News

You Won't Believe What the Supreme Court Did Now

by Emma Cueto

So here's a cheerful fact. We currently live in a country where a woman can legally be fired over breastfeeding because "men can lactate, too." At least that's the message the Supreme Court sent when they decided not to hear the case of Angela Ames who alleges she was fired from Nationwide Insurance after trying to get her employers to provide her with a place to pump breast milk. And if you think all of this sounds outrageous, I can assure you, it only gets more so.

According to Ames's account, after returning from maternity leave, she was informed that she would not have access to a room in which to pump breast milk for several days until her "paperwork had processed," something she had not been told before. She was told that in the meantime she could try to use a room used by sick employees, though it was occupied at the time she inquired. Since breastfeeding or pumping breast milk isn't something that can be put off indefinitely, Ames says she went to speak with her department head who instead coerced her into writing and signing a letter of resignation, telling her "just go home to be with your babies."

Yes, in the 21st century, this happened. A workplace basically sent the message that if women want to be mothers, they should stay home with their kids — because God knows no one at the office is going to even provide the bare minimum necessary to allow you to make being a working mom possible.

You know that "Nationwide is on your side" motto? Well, if you're a woman, it doesn't seem like it.

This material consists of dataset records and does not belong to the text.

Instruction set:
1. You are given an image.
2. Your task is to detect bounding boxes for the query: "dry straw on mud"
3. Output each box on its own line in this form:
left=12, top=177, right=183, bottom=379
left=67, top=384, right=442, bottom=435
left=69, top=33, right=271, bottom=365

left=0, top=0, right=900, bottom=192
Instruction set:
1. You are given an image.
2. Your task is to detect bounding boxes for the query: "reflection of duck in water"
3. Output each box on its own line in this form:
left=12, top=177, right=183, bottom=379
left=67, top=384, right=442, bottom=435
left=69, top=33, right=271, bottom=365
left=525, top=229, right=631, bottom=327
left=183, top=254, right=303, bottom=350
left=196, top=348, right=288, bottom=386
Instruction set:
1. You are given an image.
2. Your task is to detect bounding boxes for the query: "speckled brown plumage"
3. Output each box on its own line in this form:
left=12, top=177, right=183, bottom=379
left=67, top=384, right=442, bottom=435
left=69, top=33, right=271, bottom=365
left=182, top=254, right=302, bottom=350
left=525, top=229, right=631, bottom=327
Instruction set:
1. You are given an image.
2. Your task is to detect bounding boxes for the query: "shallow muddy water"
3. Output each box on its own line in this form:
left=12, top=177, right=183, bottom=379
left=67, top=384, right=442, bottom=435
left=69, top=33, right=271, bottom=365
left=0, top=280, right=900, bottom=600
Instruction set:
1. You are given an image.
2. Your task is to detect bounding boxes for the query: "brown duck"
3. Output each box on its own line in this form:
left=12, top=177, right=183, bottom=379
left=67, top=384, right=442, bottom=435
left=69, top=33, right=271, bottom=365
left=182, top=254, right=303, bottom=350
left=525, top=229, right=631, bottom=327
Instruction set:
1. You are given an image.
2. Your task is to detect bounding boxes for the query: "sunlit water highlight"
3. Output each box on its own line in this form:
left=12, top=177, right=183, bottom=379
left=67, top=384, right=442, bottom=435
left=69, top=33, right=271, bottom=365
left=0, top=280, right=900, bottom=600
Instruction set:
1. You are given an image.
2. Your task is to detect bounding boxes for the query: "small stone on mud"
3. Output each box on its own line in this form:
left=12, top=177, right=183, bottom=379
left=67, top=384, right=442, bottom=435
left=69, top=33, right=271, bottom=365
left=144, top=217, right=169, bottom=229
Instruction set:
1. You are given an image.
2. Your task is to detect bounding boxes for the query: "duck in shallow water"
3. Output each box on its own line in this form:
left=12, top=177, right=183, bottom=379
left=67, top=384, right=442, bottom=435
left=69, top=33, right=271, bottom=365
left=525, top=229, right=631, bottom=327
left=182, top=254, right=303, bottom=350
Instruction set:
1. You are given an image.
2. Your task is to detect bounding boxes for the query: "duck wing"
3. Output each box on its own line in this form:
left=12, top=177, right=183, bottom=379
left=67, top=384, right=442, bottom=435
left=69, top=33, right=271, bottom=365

The even more outrageous part of all of this, of course, is that the trial court apparently did not consider this to be a case of sex discrimination, since they found that Ames did not take sufficient steps to complain internally — even though she went to her department head, who responded by forcing her to resign. But even if she had taken what the courts consider "necessary steps," apparently, the original trial court claimed her firing would still not be a case of sex discrimination because, and I quote, "men can lactate, too."

And while that's true, to claim that it somehow means firing a woman over breastfeeding is not a gender-based issue is to be willfully obtuse to reality. Ames was fired because her company refused to make basic allowances for a biological process that is coded as female and is almost exclusively undergone by female-bodied people. The fact that biological sex does not divide into stark, all-or-nothing, binary categories does not change that fact. To fire a woman because it would be too much bother to give her a place to pump breast milk is absolutely sex discrimination.

Unfortunately, the Supreme Court declined to take Ames's case, leaving the verdict of the trial court intact. So this lunacy is allowed to stand.

Welcome to America! Where gender binaries are completely biologically determined and totally absolute when we're refusing to recognize trans people, but as soon as it's time to give women rights in the workplace we can't wait to talk about male lactation.